We left the UK just as spring was really starting to take off, only to be plunged right back into winter here. But the winter here is pretty much like a British spring / summer anyway. Which leads to mega confusion ... I sometimes have to stop and think and work out which season we are in because I haven't a clue.

The winter was chilly at times but on the whole it was nothing compared to a British winter, thank goodness. I never once needed my coat, hat, boots or gloves and only wore a scarf a couple of times.

There is more light in a NZ winter than in a UK summer, which is fantastic for photography and SAD! And now that it's summer, well I had my camera on the lowest ISO and couldn't shoot with my aperture wide open at f/2.8 because the fastest shutter speed available is 1/8000 and it was over-exposing. Wow.

The seasons aren't as marked as in the UK. Of course, we haven't been here for an autumn yet but since most the trees still had their leaves through the winter I'm not expecting shows of colour. Winter is cold(ish) and it rained quite a bit but there were plenty of days that saw us in short sleeves on the beach. Spring so far is warmer, sunnier and lighter but there are no dramatic displays of crocuses, daffodils, tulips and snowdrops, and trees bursting into life like in the UK.

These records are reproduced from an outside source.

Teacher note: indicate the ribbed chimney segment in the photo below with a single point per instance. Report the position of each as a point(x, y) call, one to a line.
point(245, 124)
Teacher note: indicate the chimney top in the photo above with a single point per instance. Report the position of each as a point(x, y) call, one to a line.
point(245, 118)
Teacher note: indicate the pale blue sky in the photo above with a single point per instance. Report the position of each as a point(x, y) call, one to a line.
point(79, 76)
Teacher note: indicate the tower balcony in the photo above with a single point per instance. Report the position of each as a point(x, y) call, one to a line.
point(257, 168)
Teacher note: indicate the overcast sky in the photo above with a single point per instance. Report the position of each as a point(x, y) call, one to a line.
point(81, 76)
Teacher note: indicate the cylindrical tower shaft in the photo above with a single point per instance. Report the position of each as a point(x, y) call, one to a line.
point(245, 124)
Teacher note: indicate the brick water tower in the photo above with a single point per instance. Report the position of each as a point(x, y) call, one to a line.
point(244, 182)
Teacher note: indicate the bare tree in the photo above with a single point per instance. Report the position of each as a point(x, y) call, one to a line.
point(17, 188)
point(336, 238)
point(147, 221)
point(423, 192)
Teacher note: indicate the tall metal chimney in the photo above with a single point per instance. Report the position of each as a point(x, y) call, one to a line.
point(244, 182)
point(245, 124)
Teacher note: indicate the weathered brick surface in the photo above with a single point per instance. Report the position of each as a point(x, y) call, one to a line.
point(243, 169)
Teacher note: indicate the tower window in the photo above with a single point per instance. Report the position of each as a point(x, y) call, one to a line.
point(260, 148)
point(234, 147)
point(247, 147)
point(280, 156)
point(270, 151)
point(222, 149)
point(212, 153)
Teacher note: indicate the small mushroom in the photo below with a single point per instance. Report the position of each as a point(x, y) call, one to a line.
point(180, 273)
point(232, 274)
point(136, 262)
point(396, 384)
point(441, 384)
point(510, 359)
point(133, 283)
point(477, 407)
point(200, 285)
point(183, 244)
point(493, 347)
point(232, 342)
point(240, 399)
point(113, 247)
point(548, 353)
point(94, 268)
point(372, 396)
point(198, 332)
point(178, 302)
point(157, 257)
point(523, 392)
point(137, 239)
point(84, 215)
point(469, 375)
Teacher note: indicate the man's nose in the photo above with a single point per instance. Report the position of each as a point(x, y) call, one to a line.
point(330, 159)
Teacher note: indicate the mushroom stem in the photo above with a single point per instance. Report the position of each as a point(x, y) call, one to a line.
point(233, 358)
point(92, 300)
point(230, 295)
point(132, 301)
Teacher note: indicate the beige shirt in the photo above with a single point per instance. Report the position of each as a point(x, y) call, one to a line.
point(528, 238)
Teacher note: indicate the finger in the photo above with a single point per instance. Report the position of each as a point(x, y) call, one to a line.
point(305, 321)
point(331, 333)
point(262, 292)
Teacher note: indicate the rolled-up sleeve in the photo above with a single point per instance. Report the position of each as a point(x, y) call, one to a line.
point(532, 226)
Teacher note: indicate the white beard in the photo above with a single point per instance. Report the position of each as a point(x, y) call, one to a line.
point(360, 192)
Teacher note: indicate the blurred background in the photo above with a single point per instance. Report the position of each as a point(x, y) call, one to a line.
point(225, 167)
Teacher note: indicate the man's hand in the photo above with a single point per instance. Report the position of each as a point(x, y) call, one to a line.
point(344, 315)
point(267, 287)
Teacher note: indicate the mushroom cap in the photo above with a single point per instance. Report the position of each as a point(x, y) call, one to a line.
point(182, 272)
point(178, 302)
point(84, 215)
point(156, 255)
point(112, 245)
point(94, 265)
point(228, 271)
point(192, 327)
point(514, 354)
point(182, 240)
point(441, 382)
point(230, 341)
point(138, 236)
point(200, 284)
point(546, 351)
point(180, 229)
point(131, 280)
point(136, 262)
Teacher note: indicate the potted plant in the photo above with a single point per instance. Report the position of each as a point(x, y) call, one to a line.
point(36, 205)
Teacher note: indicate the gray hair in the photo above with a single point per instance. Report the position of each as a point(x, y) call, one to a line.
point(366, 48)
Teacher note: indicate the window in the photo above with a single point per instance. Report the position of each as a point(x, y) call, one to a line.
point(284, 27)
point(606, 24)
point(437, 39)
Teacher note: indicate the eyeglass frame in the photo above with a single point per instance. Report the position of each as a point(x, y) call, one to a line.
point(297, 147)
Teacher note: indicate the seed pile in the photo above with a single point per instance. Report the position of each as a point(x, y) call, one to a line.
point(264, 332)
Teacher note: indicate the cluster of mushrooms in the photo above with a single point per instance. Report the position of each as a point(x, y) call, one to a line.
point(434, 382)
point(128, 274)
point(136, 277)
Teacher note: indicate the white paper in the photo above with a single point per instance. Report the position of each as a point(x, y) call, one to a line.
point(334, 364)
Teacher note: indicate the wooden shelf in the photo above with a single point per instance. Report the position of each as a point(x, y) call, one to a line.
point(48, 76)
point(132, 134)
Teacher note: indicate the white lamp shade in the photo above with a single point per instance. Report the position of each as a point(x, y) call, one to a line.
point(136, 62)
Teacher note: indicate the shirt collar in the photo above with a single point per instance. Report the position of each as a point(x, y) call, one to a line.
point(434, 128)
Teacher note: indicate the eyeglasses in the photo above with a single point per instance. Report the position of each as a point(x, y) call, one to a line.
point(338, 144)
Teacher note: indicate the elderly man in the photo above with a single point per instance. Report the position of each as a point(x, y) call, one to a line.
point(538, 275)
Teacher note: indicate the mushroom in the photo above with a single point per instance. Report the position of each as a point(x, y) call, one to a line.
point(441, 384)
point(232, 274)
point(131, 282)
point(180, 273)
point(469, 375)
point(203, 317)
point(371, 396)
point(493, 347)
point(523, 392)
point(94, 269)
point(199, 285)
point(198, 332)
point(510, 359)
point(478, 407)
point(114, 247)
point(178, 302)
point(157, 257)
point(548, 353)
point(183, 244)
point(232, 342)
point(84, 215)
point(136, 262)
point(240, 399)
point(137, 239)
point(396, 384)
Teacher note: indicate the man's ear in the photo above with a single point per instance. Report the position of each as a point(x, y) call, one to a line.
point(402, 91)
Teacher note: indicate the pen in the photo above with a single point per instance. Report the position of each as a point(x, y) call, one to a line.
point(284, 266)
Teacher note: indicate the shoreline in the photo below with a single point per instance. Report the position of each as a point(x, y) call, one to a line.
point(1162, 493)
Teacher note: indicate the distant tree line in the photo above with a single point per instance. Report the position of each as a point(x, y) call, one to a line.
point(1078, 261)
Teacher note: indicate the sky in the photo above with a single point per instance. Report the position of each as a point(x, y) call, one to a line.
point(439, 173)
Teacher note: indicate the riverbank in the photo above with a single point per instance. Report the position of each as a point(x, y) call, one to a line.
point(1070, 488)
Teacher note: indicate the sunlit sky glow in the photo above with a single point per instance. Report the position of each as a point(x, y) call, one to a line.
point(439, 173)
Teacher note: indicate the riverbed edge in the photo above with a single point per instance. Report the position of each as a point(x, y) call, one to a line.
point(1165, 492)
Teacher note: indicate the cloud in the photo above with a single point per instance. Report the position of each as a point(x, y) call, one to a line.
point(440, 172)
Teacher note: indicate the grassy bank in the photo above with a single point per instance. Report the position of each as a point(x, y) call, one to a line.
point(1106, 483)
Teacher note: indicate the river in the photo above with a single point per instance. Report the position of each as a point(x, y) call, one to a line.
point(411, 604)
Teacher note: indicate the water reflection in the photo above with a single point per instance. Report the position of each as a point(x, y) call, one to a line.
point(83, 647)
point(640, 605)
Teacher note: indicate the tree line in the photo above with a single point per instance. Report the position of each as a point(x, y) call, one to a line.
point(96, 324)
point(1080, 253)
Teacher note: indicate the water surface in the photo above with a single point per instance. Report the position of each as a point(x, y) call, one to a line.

I keep forgetting that Christmas is in just over a month's time. The only sign of Christmas here is in one of the stores we visit sometimes, where they have fake trees and decorations out. Other than that ... nothing. I really like it. In the UK they start Christmassing in September and by the time the day rolls around I am sick of it all. But it did feel more Christmassy in the cold weather.

The weather here can be very changeable. Take today, for instance. This morning was nice and sunny and warm while I was out walking. By the time I'd had my shower and got dressed it was gloomy and drizzling. Then it went sunny again. Now it's overcast but bright, and windy. And it's only 3pm now so who knows what the rest of the day holds!

So, those are just some thoughts and observations so far. We've been here for five months now and every single day I am so grateful to be here. It has 100% been the right move for our family.